La abdicación de Benedicto XVI me conmovió, aunque no haya seguido este acontecimiento con la ‘debida’ pasión. Un teólogo de rica cultura, capaz de asumir con dignidad y miedo piadoso sus límites hasta el fin (fin de su pontificado, de su dominio sobre los fieles del mundo y de su esperanza de transformación de la iglesia tal como él, amargamente, la vivió) es difícil de encontrar. Se necesitaron mil años para generar esa renuncia en libertad. Hoy, el acceso al trono de Pedro de un papa que habla español, que vivió las penas, solicitudes y silencios de la teología de la liberación (algo le quedará, a pesar de denuncias infaltables), es estimulante para el mundo cristiano. Él plantea el retorno a una iglesia pobre para los pobres, aunque tal redención parezca imposible, pues resulta mucho más difícil desprenderse de fortunas atesoradas, que crearlas. Cuestión que, como la de la espiritualidad, me rebasa, felizmente.

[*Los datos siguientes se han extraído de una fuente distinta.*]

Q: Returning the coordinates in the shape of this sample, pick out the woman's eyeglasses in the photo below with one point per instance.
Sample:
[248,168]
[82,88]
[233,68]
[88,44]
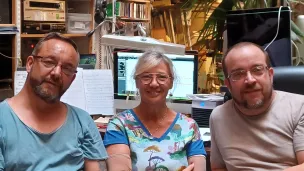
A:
[147,78]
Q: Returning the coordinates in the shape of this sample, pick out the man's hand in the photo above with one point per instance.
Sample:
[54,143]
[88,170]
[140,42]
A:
[190,167]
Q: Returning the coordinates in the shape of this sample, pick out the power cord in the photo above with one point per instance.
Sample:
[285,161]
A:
[279,16]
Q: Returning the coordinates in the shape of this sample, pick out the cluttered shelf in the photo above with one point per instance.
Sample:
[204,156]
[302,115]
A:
[133,19]
[7,25]
[8,29]
[42,35]
[137,1]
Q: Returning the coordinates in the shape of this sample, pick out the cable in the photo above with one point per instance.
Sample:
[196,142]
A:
[279,16]
[8,56]
[265,1]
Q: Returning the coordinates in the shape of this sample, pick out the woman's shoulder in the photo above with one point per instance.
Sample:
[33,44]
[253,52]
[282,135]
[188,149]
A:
[186,119]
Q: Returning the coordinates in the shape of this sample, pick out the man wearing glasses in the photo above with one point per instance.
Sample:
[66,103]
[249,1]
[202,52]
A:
[260,128]
[37,131]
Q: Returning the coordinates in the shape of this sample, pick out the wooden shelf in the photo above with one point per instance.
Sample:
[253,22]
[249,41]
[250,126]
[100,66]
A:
[133,19]
[138,1]
[42,35]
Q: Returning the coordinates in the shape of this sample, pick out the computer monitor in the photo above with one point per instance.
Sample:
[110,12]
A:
[186,83]
[260,26]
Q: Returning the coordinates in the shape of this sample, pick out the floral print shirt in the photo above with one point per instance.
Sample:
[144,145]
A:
[167,153]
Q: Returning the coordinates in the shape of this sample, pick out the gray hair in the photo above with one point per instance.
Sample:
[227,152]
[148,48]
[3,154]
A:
[150,59]
[54,35]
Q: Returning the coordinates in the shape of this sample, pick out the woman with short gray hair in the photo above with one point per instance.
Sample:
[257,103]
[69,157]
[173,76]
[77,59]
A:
[151,136]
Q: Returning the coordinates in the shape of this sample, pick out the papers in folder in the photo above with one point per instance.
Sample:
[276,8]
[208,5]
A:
[92,90]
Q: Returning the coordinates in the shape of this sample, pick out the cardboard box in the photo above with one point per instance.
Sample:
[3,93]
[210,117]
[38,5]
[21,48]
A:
[161,3]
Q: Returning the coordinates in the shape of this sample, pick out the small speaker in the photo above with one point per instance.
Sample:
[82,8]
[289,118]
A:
[5,12]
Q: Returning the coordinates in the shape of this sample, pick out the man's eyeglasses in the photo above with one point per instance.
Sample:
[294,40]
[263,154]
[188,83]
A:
[147,78]
[51,64]
[242,74]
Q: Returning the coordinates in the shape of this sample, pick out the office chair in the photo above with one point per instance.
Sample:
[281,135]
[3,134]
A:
[289,79]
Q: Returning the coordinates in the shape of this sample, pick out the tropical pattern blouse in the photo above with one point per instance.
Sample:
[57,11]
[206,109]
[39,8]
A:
[167,153]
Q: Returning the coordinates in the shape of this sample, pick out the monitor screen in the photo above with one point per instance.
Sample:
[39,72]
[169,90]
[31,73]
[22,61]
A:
[260,26]
[185,69]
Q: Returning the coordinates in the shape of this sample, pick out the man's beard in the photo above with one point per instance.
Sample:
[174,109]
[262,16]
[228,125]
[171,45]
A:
[44,93]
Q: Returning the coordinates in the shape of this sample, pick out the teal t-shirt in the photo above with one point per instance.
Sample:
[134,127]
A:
[23,148]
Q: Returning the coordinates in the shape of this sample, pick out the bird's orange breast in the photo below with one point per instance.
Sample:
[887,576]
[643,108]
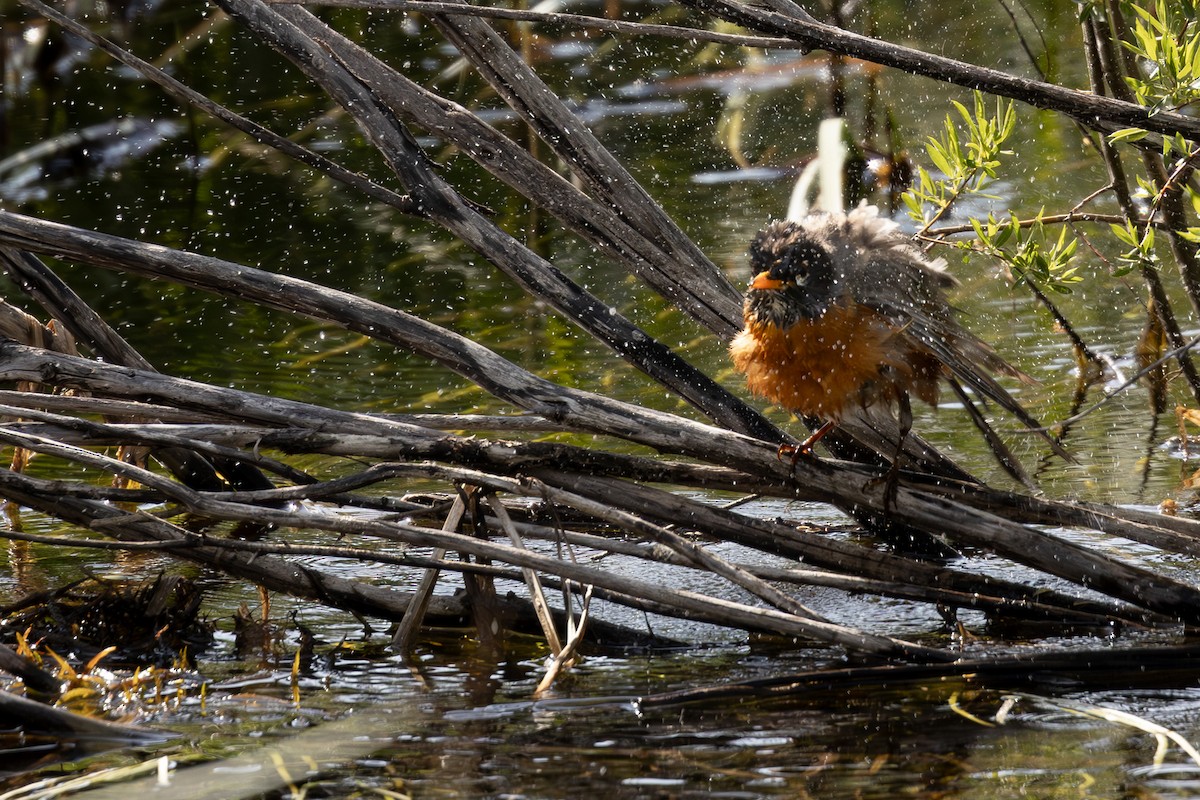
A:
[849,356]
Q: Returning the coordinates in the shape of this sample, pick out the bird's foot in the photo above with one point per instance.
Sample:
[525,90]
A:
[805,447]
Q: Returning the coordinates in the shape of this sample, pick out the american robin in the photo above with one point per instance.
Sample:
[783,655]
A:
[844,313]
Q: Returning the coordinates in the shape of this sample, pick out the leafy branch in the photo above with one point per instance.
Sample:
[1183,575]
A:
[967,164]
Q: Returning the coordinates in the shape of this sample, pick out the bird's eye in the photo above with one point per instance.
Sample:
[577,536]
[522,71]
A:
[802,274]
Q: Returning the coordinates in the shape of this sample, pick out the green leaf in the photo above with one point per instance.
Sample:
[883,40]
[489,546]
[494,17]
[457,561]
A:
[1128,134]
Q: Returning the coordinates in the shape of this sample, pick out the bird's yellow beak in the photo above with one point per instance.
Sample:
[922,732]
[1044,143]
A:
[763,281]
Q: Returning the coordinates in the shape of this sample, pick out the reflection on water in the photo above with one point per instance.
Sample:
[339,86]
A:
[474,731]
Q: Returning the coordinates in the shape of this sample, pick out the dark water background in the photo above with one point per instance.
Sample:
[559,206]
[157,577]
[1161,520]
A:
[462,723]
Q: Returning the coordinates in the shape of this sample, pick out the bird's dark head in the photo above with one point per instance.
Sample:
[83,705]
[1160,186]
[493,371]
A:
[793,276]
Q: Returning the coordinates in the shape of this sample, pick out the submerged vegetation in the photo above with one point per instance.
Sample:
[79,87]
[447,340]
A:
[532,499]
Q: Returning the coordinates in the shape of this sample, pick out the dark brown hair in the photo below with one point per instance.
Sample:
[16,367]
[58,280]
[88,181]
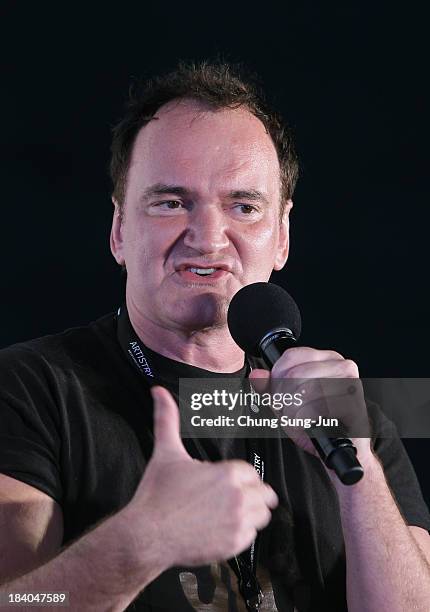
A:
[220,85]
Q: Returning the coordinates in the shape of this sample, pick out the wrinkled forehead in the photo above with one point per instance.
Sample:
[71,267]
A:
[190,141]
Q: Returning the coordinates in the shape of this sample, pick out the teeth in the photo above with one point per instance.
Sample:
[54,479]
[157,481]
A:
[202,270]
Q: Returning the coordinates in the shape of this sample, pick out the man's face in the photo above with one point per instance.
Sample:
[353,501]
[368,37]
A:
[203,192]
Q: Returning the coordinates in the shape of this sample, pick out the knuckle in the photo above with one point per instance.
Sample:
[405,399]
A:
[351,368]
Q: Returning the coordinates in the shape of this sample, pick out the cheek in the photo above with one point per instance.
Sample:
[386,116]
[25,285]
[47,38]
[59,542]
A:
[259,245]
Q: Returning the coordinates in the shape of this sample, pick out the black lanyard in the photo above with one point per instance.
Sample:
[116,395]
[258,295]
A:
[245,564]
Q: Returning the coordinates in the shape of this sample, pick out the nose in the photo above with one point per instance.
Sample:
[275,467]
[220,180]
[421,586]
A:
[206,230]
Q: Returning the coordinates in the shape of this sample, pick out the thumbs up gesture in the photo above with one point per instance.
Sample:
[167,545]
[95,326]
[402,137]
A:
[202,512]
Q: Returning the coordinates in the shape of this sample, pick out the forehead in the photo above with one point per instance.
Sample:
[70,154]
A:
[191,144]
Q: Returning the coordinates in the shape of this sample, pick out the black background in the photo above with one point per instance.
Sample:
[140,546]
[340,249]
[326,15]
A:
[351,80]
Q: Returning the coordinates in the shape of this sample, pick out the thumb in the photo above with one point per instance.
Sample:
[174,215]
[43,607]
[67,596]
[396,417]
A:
[167,437]
[260,380]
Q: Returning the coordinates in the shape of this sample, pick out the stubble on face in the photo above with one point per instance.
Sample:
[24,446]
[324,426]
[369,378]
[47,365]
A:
[207,152]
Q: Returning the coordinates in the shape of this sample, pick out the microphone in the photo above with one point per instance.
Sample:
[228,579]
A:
[265,321]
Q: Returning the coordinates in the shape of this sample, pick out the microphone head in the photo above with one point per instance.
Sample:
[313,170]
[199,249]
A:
[257,309]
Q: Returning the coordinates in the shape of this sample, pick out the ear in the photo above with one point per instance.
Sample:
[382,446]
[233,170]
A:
[284,238]
[116,241]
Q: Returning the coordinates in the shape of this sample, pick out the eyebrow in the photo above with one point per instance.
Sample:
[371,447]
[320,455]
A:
[164,189]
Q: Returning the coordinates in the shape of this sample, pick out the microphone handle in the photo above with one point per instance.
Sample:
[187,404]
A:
[338,454]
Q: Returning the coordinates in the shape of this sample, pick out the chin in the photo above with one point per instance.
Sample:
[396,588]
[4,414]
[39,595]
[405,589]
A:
[202,311]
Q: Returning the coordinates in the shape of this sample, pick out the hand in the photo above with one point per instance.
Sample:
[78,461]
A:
[202,512]
[308,369]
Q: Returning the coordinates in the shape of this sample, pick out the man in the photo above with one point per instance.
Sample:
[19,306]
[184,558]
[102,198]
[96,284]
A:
[203,179]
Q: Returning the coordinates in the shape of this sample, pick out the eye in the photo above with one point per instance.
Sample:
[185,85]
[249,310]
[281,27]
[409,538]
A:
[247,209]
[170,204]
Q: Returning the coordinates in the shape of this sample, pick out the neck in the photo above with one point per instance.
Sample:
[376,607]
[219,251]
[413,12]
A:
[211,349]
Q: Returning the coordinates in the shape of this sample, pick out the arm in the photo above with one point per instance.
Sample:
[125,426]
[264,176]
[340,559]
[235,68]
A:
[386,568]
[164,525]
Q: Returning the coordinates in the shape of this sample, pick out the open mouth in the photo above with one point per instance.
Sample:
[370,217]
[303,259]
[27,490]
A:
[192,273]
[203,271]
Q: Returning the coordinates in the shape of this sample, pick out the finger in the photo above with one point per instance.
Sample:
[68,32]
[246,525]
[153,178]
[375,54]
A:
[260,380]
[167,437]
[269,496]
[329,368]
[303,354]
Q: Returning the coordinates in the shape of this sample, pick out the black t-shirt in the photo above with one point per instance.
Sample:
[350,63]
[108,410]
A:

El nuevo papa se muestra comprometido hasta las entretelas del corazón por una iglesia distinta. ¿Francisco I? No: Francisco II, pues su nombre elegido por él mismo, lo obliga a entregarse a la hermana Tierra, al hermano sol, al hermano lobo, al hermano hombre, con la fraternidad llena de luz austral que tanta falta hace al mundo.